Hugh Zachary – Gwen, In Green (1974)

Review by Justin Tate

Avoid the pond water and don’t cut the grass! This eco-gothic horror novel delivers more plant-based thrills than an Earth Day celebration. You’ll think twice about weedy vegetation overwhelming that ramshackle house outside of town, and may even second guess having outdoor trysts with woodland nymphomaniacs.

It’s rare for a pulp novel to live up to its brilliant cover, but this one does. Actually, the story surpasses any of the wild assumptions you might have going in. It gets crazier and crazier with every page, and I’m all about it!

First published in the early 1970s, swinger vibes linger in the air as Gwen’s horny husband is at first disappointed by his new wife’s demure sexuality and uneventful days. He encourages her to “get a hobby,” like painting or “a lover.”

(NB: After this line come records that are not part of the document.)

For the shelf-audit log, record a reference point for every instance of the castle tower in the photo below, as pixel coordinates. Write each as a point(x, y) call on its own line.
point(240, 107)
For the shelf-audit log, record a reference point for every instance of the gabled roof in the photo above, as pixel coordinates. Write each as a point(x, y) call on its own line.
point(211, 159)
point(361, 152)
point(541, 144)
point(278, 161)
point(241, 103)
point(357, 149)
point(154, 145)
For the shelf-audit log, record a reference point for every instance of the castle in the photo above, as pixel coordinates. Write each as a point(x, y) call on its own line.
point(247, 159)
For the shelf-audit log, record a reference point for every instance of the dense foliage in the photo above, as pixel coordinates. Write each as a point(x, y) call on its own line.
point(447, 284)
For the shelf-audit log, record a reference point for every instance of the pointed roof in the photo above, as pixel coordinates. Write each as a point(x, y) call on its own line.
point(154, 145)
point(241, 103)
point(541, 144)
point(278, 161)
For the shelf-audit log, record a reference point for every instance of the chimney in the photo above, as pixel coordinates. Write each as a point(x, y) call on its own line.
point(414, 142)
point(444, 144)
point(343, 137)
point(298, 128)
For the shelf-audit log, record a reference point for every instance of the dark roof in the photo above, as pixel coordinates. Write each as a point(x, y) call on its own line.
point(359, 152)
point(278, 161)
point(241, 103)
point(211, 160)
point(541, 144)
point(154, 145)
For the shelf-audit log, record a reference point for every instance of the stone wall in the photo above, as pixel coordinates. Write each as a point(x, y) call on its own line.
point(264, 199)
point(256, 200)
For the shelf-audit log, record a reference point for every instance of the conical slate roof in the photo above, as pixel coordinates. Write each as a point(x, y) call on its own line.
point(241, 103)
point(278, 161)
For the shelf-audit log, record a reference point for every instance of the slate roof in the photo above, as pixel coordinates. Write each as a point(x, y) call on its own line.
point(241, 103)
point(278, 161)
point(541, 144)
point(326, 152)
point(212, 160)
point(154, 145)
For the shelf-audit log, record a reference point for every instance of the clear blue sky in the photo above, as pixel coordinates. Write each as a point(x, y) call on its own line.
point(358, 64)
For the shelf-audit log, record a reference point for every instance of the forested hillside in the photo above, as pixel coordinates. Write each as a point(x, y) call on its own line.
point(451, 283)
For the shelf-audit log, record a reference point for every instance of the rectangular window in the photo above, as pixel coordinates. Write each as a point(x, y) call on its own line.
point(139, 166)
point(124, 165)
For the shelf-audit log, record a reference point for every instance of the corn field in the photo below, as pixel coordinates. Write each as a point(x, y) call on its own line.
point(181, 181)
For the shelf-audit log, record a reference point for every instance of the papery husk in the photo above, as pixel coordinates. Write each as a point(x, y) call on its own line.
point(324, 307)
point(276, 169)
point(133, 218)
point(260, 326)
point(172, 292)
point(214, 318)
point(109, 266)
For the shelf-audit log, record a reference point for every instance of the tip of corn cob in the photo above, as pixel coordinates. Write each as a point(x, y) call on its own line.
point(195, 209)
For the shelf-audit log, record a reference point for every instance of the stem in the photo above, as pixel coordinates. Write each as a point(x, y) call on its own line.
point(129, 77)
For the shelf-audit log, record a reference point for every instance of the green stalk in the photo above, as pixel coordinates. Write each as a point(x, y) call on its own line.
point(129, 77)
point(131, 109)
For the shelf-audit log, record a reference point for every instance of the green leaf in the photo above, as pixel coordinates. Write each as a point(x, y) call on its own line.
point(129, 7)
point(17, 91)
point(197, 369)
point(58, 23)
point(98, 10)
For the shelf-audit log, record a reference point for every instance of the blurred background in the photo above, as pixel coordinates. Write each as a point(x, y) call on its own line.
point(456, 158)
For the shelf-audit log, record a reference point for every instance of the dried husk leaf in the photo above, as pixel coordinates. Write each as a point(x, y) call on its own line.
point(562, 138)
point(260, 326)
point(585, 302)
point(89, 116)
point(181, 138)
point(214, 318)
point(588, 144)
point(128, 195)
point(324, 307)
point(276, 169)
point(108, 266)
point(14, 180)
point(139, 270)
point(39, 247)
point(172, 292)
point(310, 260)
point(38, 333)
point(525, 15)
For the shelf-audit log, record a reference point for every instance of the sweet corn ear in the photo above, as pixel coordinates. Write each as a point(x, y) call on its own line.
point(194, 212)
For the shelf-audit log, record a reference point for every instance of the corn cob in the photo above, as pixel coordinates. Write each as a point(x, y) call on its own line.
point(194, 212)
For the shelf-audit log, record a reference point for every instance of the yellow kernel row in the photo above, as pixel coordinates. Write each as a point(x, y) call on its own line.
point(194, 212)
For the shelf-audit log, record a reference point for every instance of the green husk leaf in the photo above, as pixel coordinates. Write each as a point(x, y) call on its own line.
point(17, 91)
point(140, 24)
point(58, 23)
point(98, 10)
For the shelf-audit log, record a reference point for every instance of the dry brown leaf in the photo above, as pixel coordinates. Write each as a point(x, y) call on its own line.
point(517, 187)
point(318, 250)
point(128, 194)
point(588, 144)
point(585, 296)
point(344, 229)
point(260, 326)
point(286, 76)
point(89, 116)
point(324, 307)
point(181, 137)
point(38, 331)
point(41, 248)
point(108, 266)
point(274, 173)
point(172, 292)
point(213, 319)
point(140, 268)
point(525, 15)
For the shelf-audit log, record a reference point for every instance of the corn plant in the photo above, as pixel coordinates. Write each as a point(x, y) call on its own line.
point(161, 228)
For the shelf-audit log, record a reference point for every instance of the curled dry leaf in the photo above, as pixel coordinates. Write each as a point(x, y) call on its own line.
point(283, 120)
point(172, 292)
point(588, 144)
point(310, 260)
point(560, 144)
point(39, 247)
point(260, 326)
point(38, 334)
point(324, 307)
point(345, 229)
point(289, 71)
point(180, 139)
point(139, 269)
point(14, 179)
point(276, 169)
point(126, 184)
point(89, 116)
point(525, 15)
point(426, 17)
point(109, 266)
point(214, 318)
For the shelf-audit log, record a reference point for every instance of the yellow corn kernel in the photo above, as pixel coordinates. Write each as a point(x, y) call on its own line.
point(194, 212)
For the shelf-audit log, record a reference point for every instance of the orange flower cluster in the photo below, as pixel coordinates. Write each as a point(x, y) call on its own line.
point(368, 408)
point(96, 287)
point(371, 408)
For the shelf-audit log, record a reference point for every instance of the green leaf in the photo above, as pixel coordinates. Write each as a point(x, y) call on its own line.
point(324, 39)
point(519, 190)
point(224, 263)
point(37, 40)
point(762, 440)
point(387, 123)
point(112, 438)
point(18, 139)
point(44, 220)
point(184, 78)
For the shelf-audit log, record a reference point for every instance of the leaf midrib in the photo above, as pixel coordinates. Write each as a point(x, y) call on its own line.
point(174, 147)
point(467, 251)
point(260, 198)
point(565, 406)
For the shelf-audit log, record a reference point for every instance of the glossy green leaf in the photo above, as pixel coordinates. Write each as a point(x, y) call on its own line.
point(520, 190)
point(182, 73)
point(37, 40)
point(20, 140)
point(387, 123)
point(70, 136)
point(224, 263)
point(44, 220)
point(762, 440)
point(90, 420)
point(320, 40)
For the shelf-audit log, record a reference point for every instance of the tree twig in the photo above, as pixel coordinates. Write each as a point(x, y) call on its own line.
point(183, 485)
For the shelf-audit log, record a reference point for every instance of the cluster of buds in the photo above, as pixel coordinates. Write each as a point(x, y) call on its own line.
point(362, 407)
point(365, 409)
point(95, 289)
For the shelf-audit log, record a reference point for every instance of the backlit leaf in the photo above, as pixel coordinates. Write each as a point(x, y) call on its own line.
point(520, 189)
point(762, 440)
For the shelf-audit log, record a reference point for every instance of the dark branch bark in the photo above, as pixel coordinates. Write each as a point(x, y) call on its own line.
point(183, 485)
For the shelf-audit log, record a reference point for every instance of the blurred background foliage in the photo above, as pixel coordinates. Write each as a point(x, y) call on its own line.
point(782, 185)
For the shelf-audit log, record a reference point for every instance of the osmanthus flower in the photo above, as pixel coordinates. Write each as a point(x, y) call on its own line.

Gwen decides to become close with her pet Venus flytraps. Maybe a little TOO close. Suddenly there’s a noticeable change. It’s the wife who “wears out” her insatiable husband and takes on all manner of extracurricular activities. George doesn’t complain—at first. When Gwen starts having full-on conversations with her plants, however, he suspects something spooky is going on. But he doesn’t know the half of it!

Valancourt Books has been killing it with their “Paperbacks from Hell” re-prints of forgotten, hard-to-find vintage horror novels, but this re-discovery might be my favorite. It’s more Gothic than horror, which I prefer, but includes great stabby moments to satisfy gore fans. Basically the perfect blend of gruesome shocks and domestic doom.